I want to see a new middle market since 2007, and i believe in the 797.
The two sersions have a good capacity.

Air-journal blog

In reality the a321 have a capacity 184 seats in two classes, against 265-290 for the 787-8, with 8 or 9 seats abraist.

zo

Why would you need a midrange plane to do ChicagoNYC? What matters more on routes like that is the shuttle-like frequency, which on its own and with the planes used (737 etc…) provides the capacity needed already.

Donato

Somehow, the numbers do not make sense to me. Is the estimated cost of a 797 at $120-150 million realistic? It sounds too low and that would make this entire theory invalid.

Parker West

Mmmmmm that unserved medium size and range market seems a lot narrower that previously thought. I know the 787-8 is going to be more expensive to buy than the 797, but would the 787-8 cost about the same or less to operate than the 797? Given it’s not going to be a composite body, would the weight difference and maintainance advantages of the 787-8 equal things out? You have a 14 seat difference between the 787-8 and the proposed 797, that’s it. But the range— ANA operates 787-8s on a number of domestic routes and shorter international routes. You can… Read more »

Matt

The 797 will be a composite construction. It will have all the new technologies that the 787 and 777X have, and probably a few new ones that have been developed since those programs were introduced. Boeing believes that the routes that these will fly on won’t need the cargo capacity of the 787. The range will be way lower as well, so it will have way smaller engines. It seems like that’s probably true, because Delta has been “Shut up and take our money” on this concept, and other airlines probably are as well.

Donato

Openings in an aircraft body require substantial reinforcement which equals weight. Larger openings also disturb the seating patterns and density. A wider opening, while likely shortening turnaround speed will cause a weight ans seating penalty.

NickFe

Boston is not a small city. Daily flights to Frankfurth with Lufthansa using 350s and 340s in addition to daily flights to Munich.

Andrew

Boston is indeed a small city, its population is under 1 million. It’s ranked 24th in the US by population.

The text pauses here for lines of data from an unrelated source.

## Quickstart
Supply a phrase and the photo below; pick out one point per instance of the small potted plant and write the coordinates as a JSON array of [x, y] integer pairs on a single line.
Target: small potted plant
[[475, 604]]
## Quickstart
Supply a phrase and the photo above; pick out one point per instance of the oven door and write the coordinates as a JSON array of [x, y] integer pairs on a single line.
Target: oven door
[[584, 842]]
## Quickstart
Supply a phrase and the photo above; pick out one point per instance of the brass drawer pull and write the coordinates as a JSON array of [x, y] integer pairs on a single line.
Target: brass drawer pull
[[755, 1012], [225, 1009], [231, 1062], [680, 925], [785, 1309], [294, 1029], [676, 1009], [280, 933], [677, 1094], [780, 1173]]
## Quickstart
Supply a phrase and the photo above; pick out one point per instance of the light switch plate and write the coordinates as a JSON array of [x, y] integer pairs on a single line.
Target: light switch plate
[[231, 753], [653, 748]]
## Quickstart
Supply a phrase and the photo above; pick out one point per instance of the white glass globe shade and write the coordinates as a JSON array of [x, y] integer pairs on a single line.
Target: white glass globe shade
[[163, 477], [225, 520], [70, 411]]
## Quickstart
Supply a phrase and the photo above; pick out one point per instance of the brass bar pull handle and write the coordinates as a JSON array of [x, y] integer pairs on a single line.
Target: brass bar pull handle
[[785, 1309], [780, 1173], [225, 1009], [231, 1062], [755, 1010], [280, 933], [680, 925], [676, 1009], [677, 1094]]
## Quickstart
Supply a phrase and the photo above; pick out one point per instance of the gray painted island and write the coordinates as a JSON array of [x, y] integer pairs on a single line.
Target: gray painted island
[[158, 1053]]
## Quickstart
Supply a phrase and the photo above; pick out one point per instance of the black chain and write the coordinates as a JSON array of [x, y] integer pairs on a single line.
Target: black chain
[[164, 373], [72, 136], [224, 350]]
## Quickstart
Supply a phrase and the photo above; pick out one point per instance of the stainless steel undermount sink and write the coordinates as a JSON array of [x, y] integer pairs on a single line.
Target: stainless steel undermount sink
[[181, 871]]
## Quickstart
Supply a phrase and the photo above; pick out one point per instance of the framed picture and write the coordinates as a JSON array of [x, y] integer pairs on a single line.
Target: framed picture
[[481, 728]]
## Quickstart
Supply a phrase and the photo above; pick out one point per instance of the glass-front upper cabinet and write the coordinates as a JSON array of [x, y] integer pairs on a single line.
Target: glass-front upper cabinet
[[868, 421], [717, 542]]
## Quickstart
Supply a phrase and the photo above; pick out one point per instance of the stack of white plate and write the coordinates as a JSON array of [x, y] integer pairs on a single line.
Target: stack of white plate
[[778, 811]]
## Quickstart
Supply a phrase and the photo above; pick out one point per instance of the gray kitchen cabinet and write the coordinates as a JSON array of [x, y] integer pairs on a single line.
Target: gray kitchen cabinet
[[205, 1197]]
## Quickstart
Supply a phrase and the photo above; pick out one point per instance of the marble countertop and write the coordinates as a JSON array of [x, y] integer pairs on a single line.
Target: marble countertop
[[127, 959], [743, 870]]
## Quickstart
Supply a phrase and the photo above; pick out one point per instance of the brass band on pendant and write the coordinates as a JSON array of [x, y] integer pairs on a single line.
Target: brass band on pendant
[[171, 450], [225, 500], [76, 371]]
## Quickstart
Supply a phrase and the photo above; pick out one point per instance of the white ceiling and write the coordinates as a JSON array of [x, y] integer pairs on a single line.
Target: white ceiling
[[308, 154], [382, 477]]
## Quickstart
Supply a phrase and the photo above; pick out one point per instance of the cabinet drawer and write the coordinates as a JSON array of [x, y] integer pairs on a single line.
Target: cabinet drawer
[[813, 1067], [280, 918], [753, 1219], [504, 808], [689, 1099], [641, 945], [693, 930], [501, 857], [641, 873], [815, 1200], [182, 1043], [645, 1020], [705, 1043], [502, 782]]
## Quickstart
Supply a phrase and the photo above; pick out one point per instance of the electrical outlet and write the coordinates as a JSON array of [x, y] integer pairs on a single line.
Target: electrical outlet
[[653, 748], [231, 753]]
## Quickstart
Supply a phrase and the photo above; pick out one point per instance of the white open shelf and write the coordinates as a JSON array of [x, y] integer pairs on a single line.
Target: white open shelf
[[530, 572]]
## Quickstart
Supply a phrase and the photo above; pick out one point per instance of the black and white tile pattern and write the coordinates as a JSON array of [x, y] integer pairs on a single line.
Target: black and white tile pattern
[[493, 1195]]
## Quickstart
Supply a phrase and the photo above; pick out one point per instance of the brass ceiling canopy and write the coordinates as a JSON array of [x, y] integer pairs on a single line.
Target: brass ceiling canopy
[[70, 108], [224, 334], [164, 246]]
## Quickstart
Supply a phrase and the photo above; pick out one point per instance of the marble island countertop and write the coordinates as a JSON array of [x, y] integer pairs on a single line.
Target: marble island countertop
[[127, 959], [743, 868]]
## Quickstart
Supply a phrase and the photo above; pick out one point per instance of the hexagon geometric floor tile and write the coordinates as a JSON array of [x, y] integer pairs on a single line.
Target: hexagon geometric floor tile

The top 29 most populous cities in the world have a population of over 10 million each.

Kevin Le

I will never fly in an 787 with 9-seat across in economy. I rather stay home than sitting in a 17 inch seat going 10 hour plus.

Barendd

Boeing has already built this aircraft. It’s called the 757. Back then you has much more legislation so it was never used for transatlantic but these 30year old aircraft are now being used for exactly that.

The point of this aircraft would be to fly direct from small to small airports transatlantic and not really for the low cost market.

Noodles

What makes the Boeing 797 so special?? What are its special qualitys?